A Thoughtful (and Sometimes Somewhat Sarcastic) Interpreter
It was the summer of 2013, and Bre Payton had a choice to make. She had spent her break interning for Watchdog.org, an investigative non-profit news outlet. When the school year came around, they tried to convince her not to go back to school. The offer of a full-time job with good pay was on the table. Payton could take what she saw as the fast track to adulthood, something she had always wanted.
“I think that was the happiest summer of my life,” Payton said. “Going back to school was super depressing. When someone was like; here is your real opportunity to be an adult — choosing to live as a child again was difficult.”
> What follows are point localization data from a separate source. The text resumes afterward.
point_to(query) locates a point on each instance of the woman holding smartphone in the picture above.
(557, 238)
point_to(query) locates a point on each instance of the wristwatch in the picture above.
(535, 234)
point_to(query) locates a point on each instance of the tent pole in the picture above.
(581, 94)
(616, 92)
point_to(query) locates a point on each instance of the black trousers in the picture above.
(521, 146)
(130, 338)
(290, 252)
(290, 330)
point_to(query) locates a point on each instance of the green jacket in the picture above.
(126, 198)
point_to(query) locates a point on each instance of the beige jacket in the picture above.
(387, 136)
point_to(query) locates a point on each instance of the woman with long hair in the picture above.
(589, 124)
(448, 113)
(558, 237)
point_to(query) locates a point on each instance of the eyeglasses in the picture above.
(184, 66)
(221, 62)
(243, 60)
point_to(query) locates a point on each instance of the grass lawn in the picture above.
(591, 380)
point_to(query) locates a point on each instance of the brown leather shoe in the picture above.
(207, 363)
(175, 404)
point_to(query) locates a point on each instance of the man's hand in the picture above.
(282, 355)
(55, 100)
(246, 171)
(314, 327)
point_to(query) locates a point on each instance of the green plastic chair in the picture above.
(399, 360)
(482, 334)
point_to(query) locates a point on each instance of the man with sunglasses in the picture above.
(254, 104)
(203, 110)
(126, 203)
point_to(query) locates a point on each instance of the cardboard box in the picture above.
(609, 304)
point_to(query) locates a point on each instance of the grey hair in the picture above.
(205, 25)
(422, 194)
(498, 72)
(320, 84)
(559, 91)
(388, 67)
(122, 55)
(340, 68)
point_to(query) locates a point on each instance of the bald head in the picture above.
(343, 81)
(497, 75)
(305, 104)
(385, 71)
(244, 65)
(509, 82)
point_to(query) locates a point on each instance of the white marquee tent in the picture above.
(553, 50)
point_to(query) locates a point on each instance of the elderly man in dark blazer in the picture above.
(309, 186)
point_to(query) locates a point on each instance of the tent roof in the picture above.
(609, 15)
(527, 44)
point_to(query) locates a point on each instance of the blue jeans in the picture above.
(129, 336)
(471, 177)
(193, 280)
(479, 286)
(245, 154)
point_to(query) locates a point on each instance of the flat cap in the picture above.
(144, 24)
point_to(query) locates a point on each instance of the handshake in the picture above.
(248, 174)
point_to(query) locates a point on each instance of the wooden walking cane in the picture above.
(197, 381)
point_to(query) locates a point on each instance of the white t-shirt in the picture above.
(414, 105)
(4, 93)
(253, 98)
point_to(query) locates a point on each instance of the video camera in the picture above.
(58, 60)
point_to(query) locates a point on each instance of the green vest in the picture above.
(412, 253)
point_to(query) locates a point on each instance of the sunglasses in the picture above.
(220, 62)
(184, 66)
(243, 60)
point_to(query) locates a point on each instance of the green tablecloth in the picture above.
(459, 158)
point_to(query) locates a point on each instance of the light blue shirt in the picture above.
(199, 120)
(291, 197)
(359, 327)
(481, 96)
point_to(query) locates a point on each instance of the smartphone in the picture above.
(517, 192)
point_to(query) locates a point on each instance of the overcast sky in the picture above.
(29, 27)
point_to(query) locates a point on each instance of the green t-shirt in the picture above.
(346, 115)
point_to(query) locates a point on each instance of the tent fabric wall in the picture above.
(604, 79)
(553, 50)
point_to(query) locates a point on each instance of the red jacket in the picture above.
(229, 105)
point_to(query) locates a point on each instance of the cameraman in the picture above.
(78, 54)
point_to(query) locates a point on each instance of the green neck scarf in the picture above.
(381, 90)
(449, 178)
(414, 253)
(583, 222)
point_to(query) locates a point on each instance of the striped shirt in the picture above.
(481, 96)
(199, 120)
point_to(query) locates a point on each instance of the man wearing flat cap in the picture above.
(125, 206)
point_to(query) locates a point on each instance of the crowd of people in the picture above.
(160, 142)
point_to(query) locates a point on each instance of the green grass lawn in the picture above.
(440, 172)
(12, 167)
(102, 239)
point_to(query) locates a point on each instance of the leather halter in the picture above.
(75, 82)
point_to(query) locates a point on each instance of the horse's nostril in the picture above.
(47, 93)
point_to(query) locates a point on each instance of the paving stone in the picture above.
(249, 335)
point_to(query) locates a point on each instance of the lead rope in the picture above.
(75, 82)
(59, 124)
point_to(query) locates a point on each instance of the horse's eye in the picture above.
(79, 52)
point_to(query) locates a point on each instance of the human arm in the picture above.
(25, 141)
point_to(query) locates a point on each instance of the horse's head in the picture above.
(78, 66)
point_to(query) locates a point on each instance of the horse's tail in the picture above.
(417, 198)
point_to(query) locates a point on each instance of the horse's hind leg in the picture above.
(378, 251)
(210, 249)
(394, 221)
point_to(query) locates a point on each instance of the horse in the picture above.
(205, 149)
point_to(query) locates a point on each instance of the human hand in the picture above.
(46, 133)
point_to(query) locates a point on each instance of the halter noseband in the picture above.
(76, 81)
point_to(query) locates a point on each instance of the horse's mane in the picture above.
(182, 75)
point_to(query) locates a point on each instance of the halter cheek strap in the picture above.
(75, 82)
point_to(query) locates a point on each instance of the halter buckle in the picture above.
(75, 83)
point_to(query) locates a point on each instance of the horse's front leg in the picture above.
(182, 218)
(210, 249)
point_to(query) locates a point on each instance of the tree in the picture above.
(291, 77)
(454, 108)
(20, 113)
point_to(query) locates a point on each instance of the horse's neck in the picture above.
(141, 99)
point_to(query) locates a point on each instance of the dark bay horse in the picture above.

This was a blow to Payton’s ever present practicality, which coexists with a fierce determination and an unassuming humility. She’s striking; her Valley Girl accent adds an unexpected tension to a dry sense of humor and she carries herself with Californian nonchalance. While she’s not always sure of herself, she’s always succeeded due to hard work and an appreciation for opportunities that come her way.
Looking back as a graduate of Spring ’15 with a Political Journalism degree, she doesn’t regret returning to PHC.
But at the time, it meant adding an internship on top of 18 credits.
“I had to skip class a ton to be able to do my job,” Payton said. “But I think it was worth it, you know?”
Her roommate for a year and current RD, Emily Carde, remembers Payton’s trouble finding quiet places on campus to work. Eventually, Payton put signs up on the door to her room reading “Do Not Disturb, Interview in Process.”
Payton worked so hard partly because of the doubt people cast on her future. It seemed like everyone constantly told her how tough it was to find jobs in the field.
“If you’re really meant to be a journalist, [you’re] insane and competitive anyway, so hearing discouraging comments doesn’t [stop] you,” Payton said. “It’s just going to be that much more of a challenge. I worked twice as hard as I would have to make sure I was in a good position.”
Payton took every opportunity that came her way. She freelanced for Watchdog.org, stayed on top of networking, and kept her resume updated. When graduation rolled around, she had a job lined up at Watchdog.org. But she wanted to see what else was out there.
April of her senior year, she trekked every weekend to DC to network. At one of these networking events, she met Ben Domenech, publisher of The Federalist, an online magazine that digs into the underlying ideas and issues with the modern scene of politics, culture, and religion. Payton loved the style and content, so she sent Domenech an email expressing interest in freelancing.
A few days later, they met over coffee. By the end of what turned into a rapid-fire job interview, he offered her a job.
After graduation, she moved to a town-house in Alexandria and became one of eight full-time employees for The Federalist. Payton’s transition from hard news stories to opinion pieces was not without its challenges, but she’s since fallen into the rhythm of her work.
“I’ve learned to write longer pieces, which I didn’t really think was possible,” Payton said. “I don’t like to say a lot of things that aren’t necessary, you know? During my time at PHC, I don’t think I ever met word count on any assignment or paper.”
Now, she can crank out an 800 or 1,000 word piece in a couple hours.
Payton works remotely, and occasionally in her pajamas. She spends her time scheduling social media posts, monitoring news, writing, and planning topics for future articles. Typically she’s at the computer from 8:30 a.m. to 4:00 p.m. She often ends up working a couple evening hours as well. She never really stops.
Payton reports what is currently going on in politics and culture, but with thoughtful (and sometimes somewhat sarcastic) interpretation.
Now, at age 23, she has something of a name on the internet. Her work has been picked up by Fox News, The Washington Times, The Daily Caller, and most recently, Acculturated. She’s also had a mention by The Wall Street Journal.
Recently, her boss asked her to go to New York for an appearance on Fox News’ program, “The Kelly File” with a group of Republican voters. Payton bought a red dress, and went.
The program aired Nov 12. On air, Payton commented on Senator Marco Rubio’s failure to mention Student Loans at the Fox Business Network and the Wall Street Journal GOP debate on Nov. 10.
“I wasn’t there as a reporter, I was just there as a voter. It was still a really cool opportunity, but it was less of a big deal,” Payton said. “It’s not that cool is what I’m trying to say.”
Despite her success, she still struggles with imposter syndrome.
“Someone told me once that you never stop feeling like a fraud, I think it’s totally true,” Payton said. “I always think people will realize I’m not talented at all.”
Eventually, ever the pragmatist, she’s learned to shrug it off.
“It’s been hard to trust myself—to trust my instincts and feel confident about my ideas,” Payton said. “But I just learned that that feeling doesn’t ever stop so I was like, I guess I’ll just pretend. It’s not really talent anyway; it’s a willingness to just keep trying.”